De resto, aqui, uma vez mais a testemunha GG perdeu credibilidade, porque afirmou –
contra as declarações do arguido e da testemunha DD – que o cão foi agarrado pelo
arguido.
O facto provado n.º 24 é fruto, ainda, do auto de detenção de fls. 5 a 7 e do auto de
busca e apreensão de fls. 20.
Os factos provados n.º 26 a 28 espelham a auto de reportagem fotográfica de fls. 12 e
seguintes, o auto de busca e apreensão de fls. 20, a autorização de fls. 10 e o auto de
notícia por detenção de fls. 5 a 7.
O facto 28 resulta, ainda, do relatório de inspeção judiciária de fls. 67 e seguintes.
O facto provado n.º 29 resulta da ficha de urgência de fls. 76, exceto quanto à
intervenção cirúrgica e sua relação com os factos (nexo causal), sendo que estas
espelham as fls. 111 e 112. 124 e s. (cirurgia e nexo).
Os factos provados n.º 30 a 33 vertem fls. 111 e 124 e s., o facto provado n.º 34 fls.

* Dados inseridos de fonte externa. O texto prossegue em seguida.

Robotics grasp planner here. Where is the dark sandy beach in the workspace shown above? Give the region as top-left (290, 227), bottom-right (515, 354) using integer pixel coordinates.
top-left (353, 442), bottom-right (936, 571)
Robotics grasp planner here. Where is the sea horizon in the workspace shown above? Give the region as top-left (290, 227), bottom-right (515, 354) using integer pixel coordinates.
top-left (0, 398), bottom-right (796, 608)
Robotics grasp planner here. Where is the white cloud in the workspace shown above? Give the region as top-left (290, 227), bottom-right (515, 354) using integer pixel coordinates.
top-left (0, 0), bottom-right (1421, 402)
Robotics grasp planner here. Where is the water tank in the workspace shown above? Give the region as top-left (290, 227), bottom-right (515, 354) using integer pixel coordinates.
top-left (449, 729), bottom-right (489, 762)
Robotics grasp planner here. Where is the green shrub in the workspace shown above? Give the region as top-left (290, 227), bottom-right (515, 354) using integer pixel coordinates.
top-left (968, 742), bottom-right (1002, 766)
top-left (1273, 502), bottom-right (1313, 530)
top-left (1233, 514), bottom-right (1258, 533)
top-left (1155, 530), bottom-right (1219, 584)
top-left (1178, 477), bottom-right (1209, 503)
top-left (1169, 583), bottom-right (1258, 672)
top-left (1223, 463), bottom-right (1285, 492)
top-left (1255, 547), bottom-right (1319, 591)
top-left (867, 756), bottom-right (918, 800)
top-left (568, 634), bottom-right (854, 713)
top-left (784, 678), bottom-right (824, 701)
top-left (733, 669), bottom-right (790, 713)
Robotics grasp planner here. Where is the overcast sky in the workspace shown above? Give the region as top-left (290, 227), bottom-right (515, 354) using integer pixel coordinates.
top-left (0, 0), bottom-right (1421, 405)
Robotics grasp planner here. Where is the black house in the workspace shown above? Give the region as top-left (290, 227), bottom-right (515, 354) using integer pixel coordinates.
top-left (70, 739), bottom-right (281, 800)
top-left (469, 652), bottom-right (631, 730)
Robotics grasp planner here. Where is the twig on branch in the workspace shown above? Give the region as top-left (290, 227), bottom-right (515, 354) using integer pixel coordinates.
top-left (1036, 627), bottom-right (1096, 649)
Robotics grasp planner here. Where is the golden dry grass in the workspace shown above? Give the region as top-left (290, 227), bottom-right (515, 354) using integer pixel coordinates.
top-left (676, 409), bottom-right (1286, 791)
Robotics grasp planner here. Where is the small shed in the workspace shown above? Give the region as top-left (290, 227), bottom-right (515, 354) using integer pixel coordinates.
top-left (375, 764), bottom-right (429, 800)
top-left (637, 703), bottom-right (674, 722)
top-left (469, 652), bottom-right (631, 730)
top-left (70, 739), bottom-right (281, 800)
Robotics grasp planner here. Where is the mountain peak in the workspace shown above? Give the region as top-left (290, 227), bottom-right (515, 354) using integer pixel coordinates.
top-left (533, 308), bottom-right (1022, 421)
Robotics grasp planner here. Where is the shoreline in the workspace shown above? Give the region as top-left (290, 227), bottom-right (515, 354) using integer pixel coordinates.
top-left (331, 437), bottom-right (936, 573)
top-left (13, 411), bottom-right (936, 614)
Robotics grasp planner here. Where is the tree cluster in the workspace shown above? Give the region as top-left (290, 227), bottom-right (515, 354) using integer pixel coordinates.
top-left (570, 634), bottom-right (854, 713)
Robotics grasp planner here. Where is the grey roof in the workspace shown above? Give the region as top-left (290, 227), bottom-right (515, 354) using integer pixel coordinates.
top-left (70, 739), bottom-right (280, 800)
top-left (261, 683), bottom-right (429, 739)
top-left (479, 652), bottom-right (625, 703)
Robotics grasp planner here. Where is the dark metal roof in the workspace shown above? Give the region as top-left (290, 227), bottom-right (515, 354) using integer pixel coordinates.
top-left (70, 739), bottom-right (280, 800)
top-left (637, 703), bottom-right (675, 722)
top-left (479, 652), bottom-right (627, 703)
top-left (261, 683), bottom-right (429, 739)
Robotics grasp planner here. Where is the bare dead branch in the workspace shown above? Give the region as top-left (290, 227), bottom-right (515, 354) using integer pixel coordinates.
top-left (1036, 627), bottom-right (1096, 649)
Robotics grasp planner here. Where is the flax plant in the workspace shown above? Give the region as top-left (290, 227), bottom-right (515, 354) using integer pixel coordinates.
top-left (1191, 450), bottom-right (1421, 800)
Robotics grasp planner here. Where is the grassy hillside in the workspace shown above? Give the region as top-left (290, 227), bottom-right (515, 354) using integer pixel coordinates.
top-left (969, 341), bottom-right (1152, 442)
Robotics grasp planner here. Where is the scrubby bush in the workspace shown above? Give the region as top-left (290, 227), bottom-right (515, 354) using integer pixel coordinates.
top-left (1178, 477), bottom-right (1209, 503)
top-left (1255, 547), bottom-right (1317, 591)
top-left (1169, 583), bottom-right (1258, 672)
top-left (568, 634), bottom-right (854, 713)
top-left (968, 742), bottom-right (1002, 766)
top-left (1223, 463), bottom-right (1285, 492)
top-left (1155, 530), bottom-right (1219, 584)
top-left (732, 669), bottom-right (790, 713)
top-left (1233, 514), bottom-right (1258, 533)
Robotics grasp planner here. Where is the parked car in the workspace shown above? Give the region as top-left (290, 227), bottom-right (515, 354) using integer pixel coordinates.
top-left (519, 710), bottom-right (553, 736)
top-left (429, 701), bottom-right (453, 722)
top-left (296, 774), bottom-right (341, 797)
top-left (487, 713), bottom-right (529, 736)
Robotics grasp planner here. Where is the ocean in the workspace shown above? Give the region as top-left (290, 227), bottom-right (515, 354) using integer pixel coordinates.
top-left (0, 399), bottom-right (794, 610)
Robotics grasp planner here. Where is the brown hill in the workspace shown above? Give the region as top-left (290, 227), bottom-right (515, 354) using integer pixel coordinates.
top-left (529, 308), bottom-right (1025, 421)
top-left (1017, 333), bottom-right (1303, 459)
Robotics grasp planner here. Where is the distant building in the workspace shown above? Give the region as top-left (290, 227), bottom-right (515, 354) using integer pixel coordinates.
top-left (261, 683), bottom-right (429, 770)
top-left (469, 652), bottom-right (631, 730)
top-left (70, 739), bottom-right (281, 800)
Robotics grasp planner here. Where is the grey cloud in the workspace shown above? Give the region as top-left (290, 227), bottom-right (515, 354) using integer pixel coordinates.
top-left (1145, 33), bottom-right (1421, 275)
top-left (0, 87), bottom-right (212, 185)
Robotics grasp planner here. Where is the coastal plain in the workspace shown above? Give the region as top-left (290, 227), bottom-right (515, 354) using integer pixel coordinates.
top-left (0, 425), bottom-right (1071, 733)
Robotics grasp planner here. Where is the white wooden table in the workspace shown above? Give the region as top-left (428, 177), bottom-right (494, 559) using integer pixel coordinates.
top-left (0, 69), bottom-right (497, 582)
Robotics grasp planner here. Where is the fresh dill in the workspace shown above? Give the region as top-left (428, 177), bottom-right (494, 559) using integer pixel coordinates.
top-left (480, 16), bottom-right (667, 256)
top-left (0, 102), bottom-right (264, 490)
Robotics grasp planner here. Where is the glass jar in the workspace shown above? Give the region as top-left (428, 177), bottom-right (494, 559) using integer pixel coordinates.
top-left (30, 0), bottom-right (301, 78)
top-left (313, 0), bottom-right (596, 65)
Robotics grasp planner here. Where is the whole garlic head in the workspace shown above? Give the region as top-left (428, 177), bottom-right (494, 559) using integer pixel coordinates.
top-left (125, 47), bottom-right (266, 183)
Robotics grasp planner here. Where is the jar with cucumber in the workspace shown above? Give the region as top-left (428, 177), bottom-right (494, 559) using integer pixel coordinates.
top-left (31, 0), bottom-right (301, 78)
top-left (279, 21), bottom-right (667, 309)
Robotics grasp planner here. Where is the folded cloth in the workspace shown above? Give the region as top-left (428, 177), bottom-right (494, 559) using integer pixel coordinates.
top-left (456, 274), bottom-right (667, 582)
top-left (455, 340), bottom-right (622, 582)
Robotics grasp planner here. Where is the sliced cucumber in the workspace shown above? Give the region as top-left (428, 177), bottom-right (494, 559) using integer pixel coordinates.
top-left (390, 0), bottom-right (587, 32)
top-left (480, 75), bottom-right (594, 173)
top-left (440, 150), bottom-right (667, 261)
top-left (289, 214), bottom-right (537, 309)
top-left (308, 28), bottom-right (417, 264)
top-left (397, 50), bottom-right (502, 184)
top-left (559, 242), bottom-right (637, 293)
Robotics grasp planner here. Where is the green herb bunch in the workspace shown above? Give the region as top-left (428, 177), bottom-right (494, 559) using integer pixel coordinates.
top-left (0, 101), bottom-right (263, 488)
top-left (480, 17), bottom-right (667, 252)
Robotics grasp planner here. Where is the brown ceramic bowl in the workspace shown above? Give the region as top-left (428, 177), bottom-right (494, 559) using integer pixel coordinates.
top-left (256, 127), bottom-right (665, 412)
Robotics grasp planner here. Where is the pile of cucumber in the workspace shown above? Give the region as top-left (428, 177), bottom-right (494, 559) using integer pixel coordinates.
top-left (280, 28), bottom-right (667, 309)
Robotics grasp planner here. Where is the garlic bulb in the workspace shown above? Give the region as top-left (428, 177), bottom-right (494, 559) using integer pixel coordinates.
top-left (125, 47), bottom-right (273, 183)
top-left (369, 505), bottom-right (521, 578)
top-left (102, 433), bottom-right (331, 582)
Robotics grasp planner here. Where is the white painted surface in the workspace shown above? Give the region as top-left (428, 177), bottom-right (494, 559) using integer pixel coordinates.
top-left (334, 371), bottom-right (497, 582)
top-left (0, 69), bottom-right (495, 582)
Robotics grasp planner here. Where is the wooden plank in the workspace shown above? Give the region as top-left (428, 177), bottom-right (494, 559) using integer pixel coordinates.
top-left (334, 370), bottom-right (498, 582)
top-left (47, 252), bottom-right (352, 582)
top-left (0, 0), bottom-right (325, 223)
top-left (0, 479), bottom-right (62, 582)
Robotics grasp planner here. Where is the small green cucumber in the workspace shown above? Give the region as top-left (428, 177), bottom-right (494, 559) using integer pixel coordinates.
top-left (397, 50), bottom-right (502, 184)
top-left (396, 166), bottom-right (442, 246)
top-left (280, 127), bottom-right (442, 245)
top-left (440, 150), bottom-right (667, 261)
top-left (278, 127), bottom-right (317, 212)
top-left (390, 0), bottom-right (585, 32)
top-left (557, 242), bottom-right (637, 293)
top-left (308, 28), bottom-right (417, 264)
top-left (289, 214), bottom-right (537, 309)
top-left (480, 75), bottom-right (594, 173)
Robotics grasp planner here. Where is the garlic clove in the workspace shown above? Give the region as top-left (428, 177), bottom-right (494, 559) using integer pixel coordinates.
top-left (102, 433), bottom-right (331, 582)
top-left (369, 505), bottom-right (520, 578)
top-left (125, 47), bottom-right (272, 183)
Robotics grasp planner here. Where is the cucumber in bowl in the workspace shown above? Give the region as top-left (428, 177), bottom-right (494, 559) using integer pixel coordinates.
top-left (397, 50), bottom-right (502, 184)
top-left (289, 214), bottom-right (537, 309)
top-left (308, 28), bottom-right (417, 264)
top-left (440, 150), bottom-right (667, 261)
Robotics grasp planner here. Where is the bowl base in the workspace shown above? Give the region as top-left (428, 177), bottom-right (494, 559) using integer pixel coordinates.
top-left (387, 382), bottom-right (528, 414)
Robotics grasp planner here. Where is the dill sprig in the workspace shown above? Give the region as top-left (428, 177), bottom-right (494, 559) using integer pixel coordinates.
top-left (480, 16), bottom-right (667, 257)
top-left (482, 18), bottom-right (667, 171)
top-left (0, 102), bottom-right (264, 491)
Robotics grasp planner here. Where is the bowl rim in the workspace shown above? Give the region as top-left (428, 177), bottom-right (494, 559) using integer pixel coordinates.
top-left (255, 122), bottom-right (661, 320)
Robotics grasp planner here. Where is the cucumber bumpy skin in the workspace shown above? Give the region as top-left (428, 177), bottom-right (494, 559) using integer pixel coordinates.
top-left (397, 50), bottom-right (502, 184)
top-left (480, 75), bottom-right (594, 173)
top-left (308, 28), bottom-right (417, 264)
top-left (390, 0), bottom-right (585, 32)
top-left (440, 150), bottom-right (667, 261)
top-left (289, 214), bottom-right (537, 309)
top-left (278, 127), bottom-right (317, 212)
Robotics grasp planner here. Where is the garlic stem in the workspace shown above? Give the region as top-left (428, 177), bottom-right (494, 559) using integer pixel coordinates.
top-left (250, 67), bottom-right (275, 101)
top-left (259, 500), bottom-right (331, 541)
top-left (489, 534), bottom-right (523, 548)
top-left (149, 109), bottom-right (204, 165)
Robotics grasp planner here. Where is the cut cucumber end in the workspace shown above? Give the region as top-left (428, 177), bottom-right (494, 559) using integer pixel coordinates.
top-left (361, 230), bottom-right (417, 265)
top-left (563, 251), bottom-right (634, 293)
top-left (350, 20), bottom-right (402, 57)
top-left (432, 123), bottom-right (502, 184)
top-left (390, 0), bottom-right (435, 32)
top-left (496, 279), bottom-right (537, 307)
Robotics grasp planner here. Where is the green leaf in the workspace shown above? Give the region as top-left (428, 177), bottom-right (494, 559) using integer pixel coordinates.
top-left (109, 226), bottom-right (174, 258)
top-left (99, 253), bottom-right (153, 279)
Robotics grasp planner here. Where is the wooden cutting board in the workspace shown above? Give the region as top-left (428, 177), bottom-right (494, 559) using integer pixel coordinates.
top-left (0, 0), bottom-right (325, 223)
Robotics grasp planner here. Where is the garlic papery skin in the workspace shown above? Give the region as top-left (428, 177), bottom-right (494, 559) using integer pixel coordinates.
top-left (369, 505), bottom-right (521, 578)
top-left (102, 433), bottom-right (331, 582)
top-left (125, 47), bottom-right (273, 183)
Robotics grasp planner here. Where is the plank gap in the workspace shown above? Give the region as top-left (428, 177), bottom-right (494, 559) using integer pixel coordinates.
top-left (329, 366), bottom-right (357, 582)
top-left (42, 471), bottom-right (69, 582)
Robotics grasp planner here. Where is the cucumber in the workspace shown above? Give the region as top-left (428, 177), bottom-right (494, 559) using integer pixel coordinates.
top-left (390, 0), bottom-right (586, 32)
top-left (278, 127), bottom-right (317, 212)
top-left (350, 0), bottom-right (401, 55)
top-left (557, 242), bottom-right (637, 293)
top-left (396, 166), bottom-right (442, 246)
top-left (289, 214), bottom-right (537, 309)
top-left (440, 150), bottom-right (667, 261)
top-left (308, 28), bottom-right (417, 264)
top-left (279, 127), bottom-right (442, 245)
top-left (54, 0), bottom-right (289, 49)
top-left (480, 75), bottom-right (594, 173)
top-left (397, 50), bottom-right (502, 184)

169, e cálculo aritmético (quanto ao n.º de dias); o facto provado n.º 35 espelha a
perícia com a ref. citius 30372698, perícia de fls. 438 verso e seguintes, o facto 36, a
perícia de fls. 428 verso e seguintes e de fls. 447, as declarações dos assistentes e,
em geral os documentos clínicos dos autos.
O facto provado n.º 37 resulta de fls. 252 (documento emitido pelo Hospital 1...). O
facto provado n.º 38 é fruto da perícia de fls. 447, e documentos clínicos de fls. 451. O
facto provado n.º 39 perícia de fls. 447; nota de alta de fls. 470, relato cirúrgico de fls.
474.
O facto provado n.º 40 obteve-se com base nas consultas: fls. 379 e seguintes e ofício
de 389; no audiograma: prescrição de fls. 377, na folha clínica de admissão e alta, na
fls. 468 (donde consta a data correta) e na nota de alta de fls. 470.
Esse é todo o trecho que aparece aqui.